As tuas casas são salas de jantar, como os pátios da vilas operárias: o espaço público dentro do espaço doméstico. Esta “sala de jantar” (com outras pessoas que não estão só ocupadas em nascer e morrer) toma forma e exemplo na varanda de Luanda: um ponto onde os da casa se misturam com os de fora, e que não são bem de fora. E um ponto de observação do mundo. As casas que nos trazes aqui são, vou antes dizer assim, varandas largas.

São casas viradas para fora. Sabemos mais sobre as suas coordenadas do que sobre o número de quartos. Sabemos mais do mapa do bairro, da cidade, do mundo – do que sabemos da planta e a distribuição das assoalhadas, se têm ou não corredores. Dessas varandas-sala de jantar, sabemos o lugar da casa no mapa e vemos passar a vida, contigo.

Olhamos contigo para fora, para as vistas pouco instagramáveis, porque, como escreves, a terra nunca é apenas paisagem. E porque, apesar da alegria destas varandas (já lá vamos, à alegria), os horizontes não são limpos. São casas no mapa e a ideia de mapa contém em si linhas, fronteiras. E as fronteiras, sabemos, são quase sempre divisórias traçadas por pessoas. São políticas. São sempre o resultado de uma negociação sobre a paisagem e, por isso, formas violentas.

Propões-nos que o fio condutor sejam as mudanças de casa. Quem lê pode adivinhar que o que movimento comum nessas mudanças: uma investigação prática sobre a alegria.

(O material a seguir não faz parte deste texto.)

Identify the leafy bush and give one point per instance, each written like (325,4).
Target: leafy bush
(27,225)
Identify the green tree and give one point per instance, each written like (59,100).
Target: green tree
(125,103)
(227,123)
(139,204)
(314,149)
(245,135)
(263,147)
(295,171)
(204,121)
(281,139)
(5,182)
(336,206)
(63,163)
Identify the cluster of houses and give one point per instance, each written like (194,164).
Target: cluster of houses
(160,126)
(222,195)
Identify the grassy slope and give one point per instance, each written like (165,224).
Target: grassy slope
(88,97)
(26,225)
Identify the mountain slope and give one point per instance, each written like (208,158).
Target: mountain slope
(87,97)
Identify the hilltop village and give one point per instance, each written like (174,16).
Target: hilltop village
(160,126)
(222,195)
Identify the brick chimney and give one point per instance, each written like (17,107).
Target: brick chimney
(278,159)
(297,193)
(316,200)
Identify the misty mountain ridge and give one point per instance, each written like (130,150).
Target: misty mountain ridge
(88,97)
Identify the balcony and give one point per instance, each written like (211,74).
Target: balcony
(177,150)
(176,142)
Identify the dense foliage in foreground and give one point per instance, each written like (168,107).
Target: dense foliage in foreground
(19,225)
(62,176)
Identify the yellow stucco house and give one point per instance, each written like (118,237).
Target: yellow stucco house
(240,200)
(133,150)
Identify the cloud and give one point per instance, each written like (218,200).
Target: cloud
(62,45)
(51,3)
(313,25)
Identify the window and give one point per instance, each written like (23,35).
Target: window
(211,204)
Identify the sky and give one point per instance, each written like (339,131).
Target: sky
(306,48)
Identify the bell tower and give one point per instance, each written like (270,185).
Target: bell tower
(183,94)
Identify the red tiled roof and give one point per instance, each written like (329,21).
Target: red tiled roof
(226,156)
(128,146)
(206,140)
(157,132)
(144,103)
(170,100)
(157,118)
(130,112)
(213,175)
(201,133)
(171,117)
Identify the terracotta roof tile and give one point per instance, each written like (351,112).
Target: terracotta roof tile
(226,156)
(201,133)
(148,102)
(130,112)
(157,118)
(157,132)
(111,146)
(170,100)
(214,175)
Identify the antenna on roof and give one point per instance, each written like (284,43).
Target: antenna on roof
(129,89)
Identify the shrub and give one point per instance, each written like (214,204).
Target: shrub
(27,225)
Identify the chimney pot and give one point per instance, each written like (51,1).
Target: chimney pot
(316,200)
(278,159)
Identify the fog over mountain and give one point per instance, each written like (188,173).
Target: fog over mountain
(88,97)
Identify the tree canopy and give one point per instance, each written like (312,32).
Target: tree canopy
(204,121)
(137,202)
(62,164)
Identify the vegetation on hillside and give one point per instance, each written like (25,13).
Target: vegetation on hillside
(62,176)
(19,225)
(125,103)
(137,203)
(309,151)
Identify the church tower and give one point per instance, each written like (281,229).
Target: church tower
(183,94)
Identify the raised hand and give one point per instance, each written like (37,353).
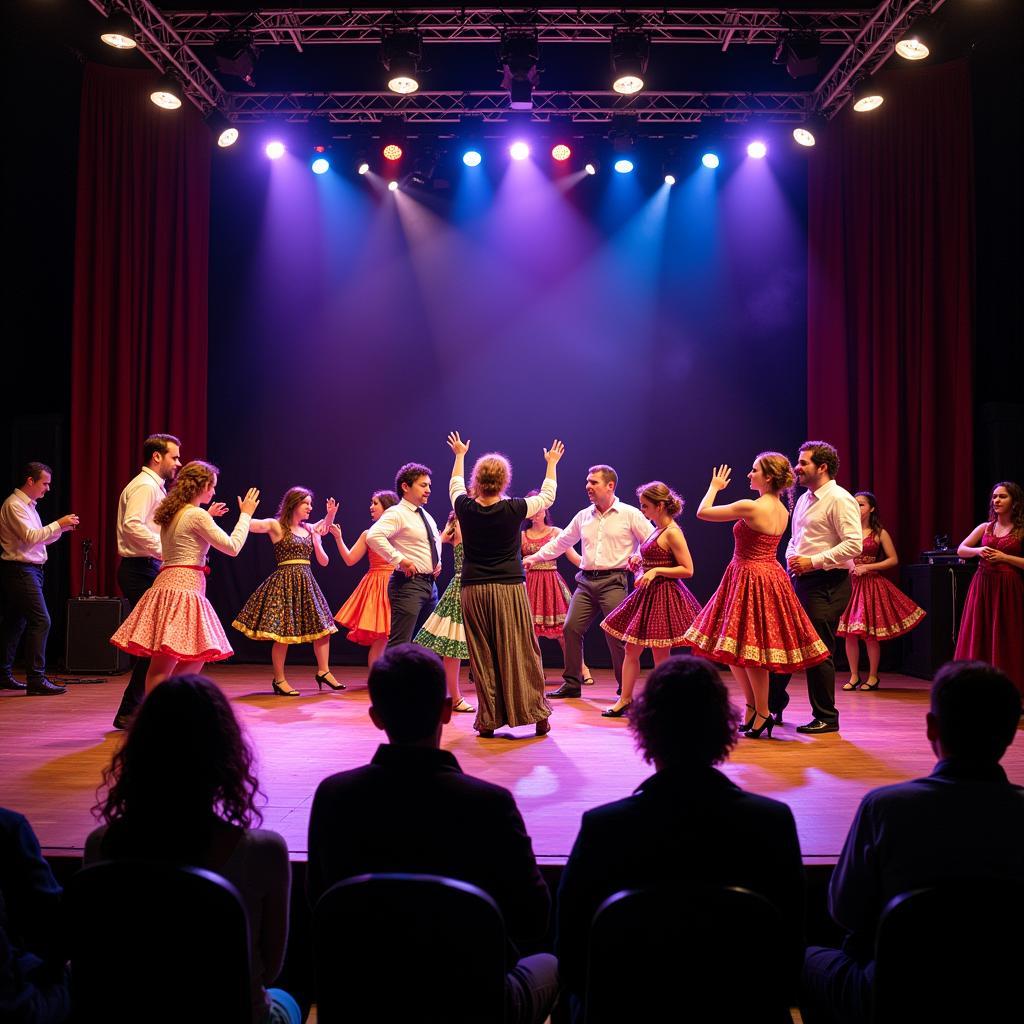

A alegria como a arte de não magoar os outros, no microcosmos de uma casa.
A alegria como acção e não como experiência, como o amor da bell hooks.
Escreves, por exemplo: O Brasil reposiciona a alegria no centro da vida sem negar a dor, transforma-a em ação. Numa energia de criação. Numa forma de resistência.

A alegria como resistência, que se pratica na sombra ancestral das fendas rasgadas pelo colonialismo, do patriarcado (e do capitalismo). Sombras que nos entram em casa pelas frinchas das janelas como nos últimos anos as poeiras do Sahara.

[Esta coisa da sombra ancestral também vem do que escreves sobre o Brasil. Escreves: O abismo entre a cordialidade aparente e a brutalidade das feridas que a sustentam continua a alargar-se sob o mito da «democracia racial» e da convivência harmoniosa. A alegria pratica-se também nessa sombra ancestral.]

Chego aqui para dizer que se este é um livro sobre mapas mais do que sobre plantas, esse mapa é um mapa da alegria e resistência. Na alegria do fazer, vêem-se caminhos feitos, caminhos novos.

Não estou a pensar no mapa como levantamento territorial, como pesquisa para um plano de acção. Penso aqui o mapa como o que indica e regista caminhos possíveis, em construção, como itinerários que podem ser escolhidos em encruzilhadas: um mapa de possibilidades. E também um mapa dos trilhos que alguém abriu, simplesmente caminhando antes de nós. Como quando abrimos caminho no mato, pisando ervas, contornando obstáculos, arranhando as pernas na silvas, o que faz com quem nos segue se arranhe um pouco menos. (Caminhamos sobre camadas de vidas anteriores, escreves a propósito de outra coisa.)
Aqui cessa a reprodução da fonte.